Phase two of the COVID-19 Pacific Health Sector Support Plan will shift focus away from the former preparedness plan to instead focus on measures around containment, mitigation and recovery, as well as the continued delivery of health advice and supplies.
“We welcome Australia’s strong support for the Pacific’s regional response to COVID-19,” said Secretary-General of the Pacific Islands Forum Secretariat Dame, Meg Taylor, in a media release. “We are working together to deliver an efficient and effective Pacific Humanitarian Pathway, and are ensuring Pacific voices and ownership are at the heart of our response to COVID-19.”
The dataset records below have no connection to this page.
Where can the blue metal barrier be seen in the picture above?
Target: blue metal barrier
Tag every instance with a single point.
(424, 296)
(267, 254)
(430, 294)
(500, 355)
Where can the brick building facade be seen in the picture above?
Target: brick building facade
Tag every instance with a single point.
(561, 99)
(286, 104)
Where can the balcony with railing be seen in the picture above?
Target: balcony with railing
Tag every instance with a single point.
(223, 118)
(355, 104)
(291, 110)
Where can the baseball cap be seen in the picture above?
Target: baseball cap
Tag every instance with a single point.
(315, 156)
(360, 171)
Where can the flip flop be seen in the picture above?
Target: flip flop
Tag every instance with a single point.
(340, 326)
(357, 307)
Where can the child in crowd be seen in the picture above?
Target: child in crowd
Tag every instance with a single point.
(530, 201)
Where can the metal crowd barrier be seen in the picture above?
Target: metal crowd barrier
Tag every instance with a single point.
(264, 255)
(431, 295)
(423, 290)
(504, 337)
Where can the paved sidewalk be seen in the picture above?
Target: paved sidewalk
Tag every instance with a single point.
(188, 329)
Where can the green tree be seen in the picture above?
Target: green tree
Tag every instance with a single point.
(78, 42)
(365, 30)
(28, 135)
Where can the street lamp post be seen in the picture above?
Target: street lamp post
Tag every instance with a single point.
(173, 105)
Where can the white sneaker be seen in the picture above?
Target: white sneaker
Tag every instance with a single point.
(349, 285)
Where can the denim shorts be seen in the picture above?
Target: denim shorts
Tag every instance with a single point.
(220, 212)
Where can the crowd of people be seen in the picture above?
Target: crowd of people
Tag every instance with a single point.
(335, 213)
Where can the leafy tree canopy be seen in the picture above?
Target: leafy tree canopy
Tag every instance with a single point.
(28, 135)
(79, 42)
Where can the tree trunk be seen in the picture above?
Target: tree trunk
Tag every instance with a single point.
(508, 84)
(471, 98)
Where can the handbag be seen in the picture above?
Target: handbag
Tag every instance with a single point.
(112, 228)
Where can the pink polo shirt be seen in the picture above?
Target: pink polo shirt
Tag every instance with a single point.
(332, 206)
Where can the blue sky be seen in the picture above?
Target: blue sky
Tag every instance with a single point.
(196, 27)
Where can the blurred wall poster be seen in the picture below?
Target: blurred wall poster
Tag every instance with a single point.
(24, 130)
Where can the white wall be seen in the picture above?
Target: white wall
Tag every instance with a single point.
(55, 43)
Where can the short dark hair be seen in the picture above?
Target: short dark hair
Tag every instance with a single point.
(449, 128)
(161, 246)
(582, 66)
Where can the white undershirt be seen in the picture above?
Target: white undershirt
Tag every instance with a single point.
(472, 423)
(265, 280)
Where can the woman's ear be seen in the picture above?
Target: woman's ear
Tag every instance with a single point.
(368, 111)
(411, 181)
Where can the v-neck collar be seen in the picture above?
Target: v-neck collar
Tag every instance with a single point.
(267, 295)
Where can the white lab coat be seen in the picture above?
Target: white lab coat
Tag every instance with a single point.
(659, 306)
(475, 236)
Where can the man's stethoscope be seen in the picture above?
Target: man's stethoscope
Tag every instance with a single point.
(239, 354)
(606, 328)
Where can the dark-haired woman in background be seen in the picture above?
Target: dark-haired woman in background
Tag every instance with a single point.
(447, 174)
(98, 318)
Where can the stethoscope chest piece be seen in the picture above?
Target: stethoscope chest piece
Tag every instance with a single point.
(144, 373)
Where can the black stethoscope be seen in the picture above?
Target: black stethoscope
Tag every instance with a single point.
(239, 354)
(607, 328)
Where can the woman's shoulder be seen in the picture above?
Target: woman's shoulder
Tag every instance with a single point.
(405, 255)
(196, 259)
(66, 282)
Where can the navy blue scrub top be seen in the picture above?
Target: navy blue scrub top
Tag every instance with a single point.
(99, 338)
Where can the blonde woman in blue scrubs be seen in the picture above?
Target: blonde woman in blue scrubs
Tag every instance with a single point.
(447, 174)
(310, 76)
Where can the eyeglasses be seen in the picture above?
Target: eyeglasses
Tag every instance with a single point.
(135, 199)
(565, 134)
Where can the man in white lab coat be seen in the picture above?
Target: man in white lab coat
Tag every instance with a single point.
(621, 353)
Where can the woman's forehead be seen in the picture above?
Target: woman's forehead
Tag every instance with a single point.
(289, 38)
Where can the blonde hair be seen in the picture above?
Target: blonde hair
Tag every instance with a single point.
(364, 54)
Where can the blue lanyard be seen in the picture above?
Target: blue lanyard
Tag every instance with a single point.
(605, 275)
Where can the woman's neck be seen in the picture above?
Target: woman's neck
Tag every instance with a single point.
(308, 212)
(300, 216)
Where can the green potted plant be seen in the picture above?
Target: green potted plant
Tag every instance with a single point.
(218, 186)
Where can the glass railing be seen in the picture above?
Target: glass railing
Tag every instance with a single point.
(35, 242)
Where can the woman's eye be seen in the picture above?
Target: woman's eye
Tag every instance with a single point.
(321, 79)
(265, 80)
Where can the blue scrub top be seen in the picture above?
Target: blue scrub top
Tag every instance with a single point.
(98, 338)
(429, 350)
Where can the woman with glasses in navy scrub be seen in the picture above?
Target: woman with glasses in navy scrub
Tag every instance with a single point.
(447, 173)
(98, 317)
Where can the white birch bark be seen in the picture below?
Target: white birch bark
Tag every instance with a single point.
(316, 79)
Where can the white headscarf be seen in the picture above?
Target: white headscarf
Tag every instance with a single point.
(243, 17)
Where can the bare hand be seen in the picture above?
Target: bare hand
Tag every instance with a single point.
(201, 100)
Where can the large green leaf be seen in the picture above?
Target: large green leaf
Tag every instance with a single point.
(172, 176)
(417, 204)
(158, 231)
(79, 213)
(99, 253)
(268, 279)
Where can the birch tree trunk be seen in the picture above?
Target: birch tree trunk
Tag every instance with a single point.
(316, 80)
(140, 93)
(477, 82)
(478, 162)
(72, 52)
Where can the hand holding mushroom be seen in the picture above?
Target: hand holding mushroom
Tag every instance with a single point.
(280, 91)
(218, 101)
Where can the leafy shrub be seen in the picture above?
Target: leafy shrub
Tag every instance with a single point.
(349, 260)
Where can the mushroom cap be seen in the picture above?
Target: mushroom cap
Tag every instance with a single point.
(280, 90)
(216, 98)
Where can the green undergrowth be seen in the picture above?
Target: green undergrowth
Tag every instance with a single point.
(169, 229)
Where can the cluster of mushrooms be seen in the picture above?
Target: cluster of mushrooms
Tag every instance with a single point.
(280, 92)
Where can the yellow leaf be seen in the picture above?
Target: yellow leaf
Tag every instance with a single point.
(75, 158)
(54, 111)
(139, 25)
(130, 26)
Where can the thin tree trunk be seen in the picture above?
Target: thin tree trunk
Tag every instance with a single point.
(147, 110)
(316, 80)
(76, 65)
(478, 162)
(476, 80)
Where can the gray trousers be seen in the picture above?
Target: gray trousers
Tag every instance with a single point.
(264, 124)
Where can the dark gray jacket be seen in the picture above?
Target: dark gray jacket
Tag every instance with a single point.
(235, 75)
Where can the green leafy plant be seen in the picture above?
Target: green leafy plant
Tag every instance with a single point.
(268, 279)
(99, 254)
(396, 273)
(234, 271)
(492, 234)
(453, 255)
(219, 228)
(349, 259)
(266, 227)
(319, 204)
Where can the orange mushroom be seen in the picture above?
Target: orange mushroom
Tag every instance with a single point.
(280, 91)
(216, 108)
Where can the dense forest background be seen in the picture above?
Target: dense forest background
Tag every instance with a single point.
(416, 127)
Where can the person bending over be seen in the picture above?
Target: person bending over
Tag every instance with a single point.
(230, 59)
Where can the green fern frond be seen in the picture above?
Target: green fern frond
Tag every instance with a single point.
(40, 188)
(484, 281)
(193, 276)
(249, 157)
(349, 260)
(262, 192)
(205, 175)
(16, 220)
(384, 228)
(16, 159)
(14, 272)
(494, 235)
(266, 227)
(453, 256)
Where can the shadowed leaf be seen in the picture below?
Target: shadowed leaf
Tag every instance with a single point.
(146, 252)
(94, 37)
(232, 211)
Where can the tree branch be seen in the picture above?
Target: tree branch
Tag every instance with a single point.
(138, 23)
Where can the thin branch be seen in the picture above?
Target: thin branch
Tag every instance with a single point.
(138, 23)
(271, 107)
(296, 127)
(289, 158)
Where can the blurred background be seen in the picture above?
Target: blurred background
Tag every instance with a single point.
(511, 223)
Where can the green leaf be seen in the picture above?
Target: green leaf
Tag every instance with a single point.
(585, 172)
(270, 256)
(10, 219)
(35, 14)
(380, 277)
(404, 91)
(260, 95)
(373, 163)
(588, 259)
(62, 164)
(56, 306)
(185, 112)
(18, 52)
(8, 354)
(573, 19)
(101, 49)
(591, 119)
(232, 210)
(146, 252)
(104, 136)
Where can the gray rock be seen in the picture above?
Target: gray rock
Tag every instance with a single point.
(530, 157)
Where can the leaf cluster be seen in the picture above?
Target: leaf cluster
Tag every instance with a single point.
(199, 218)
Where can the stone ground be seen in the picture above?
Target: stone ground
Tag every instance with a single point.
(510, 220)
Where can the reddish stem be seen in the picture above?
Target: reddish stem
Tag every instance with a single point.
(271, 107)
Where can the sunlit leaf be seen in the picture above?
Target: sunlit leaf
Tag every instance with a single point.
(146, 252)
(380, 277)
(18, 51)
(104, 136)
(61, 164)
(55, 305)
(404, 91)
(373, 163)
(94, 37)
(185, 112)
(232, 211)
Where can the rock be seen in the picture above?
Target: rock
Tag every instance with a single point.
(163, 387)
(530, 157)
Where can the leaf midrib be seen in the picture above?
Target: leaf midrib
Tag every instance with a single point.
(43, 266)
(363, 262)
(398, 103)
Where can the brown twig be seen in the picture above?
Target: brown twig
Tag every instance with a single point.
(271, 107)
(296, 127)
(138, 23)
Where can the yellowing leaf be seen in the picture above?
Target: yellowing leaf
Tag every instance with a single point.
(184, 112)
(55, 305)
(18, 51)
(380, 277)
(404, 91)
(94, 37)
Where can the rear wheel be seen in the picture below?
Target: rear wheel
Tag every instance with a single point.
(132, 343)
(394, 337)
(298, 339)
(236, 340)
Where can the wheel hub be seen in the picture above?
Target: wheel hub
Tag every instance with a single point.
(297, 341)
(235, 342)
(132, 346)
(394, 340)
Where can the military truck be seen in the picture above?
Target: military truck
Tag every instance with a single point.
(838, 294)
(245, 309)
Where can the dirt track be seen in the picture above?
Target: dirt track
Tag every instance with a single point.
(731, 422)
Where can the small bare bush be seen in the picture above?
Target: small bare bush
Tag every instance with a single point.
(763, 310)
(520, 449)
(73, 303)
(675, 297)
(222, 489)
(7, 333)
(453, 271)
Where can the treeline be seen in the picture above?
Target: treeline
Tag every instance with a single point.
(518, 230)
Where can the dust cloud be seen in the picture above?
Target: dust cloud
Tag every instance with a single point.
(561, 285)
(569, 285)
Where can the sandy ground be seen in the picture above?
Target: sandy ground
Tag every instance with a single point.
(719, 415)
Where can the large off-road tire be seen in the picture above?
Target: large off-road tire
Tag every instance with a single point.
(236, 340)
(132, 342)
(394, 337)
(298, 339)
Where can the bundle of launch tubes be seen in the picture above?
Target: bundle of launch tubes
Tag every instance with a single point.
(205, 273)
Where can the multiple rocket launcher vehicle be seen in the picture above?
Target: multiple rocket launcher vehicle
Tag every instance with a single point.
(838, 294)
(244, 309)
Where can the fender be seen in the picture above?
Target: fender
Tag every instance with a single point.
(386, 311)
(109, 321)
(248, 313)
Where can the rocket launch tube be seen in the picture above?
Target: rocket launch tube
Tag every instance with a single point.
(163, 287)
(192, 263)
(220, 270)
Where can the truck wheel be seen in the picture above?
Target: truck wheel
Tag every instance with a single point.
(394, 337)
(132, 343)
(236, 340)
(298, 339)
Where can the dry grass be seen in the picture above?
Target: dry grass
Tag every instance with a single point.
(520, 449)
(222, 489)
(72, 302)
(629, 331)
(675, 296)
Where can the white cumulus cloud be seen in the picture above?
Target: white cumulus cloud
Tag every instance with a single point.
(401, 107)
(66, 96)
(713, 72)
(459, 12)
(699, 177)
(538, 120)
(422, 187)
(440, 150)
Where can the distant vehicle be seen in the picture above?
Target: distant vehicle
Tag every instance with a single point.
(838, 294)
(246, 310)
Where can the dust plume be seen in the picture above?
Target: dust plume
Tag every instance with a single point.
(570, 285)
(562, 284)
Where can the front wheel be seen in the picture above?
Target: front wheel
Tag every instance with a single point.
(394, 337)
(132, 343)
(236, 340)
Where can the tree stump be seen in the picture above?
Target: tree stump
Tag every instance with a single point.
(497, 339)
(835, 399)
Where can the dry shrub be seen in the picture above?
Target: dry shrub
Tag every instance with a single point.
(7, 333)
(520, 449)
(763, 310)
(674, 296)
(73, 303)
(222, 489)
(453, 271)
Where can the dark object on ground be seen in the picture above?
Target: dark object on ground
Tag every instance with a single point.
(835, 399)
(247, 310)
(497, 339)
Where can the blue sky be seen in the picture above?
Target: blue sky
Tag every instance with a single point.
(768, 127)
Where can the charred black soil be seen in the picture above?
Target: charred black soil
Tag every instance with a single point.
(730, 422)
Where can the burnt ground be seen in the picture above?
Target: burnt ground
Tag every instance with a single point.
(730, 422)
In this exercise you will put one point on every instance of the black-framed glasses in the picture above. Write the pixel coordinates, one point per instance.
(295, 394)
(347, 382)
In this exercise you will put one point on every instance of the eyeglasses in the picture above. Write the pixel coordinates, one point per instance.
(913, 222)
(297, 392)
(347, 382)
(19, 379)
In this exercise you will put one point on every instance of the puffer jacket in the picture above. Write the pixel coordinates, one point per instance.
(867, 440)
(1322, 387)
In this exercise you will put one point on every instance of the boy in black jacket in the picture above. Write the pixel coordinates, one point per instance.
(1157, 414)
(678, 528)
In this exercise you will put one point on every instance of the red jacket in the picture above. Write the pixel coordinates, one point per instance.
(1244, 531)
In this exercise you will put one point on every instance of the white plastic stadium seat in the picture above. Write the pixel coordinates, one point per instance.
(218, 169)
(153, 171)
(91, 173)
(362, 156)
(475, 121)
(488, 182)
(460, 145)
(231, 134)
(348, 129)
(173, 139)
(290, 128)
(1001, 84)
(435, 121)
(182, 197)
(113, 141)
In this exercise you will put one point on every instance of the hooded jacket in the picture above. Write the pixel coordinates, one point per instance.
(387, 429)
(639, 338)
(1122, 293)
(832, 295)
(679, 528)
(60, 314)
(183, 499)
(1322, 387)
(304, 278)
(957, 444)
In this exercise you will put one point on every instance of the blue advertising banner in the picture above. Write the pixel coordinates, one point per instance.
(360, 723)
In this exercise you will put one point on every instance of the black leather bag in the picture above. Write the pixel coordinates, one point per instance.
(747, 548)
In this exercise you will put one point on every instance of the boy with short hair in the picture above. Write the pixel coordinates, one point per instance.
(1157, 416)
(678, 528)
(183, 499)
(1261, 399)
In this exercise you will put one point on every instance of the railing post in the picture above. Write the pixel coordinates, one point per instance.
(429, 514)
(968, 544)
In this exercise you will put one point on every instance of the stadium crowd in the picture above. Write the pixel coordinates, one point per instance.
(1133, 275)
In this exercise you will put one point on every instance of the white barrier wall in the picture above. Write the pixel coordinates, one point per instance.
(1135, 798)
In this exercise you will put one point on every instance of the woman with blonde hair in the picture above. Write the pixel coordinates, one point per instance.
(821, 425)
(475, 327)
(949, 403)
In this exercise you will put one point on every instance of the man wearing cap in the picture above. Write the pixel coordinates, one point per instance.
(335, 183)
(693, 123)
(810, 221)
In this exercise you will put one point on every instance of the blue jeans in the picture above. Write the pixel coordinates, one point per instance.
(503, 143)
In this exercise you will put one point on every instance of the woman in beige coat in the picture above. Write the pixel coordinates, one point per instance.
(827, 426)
This latest funding injection into the Pacific follows a long list of recent commitments.
Australia already injected $1.1 million into the WHO’s Pacific response plan in March. Similarly, over the past few weeks, Australia has committed $300 million to fund vaccines globally and $352 million to a European Union-led coronavirus vaccine research fund.
In June, Canberra announced it was redirecting $280 million from its international aid budget to focus on the urgent health and humanitarian needs of the Pacific and Southeast Asia amid the coronavirus pandemic.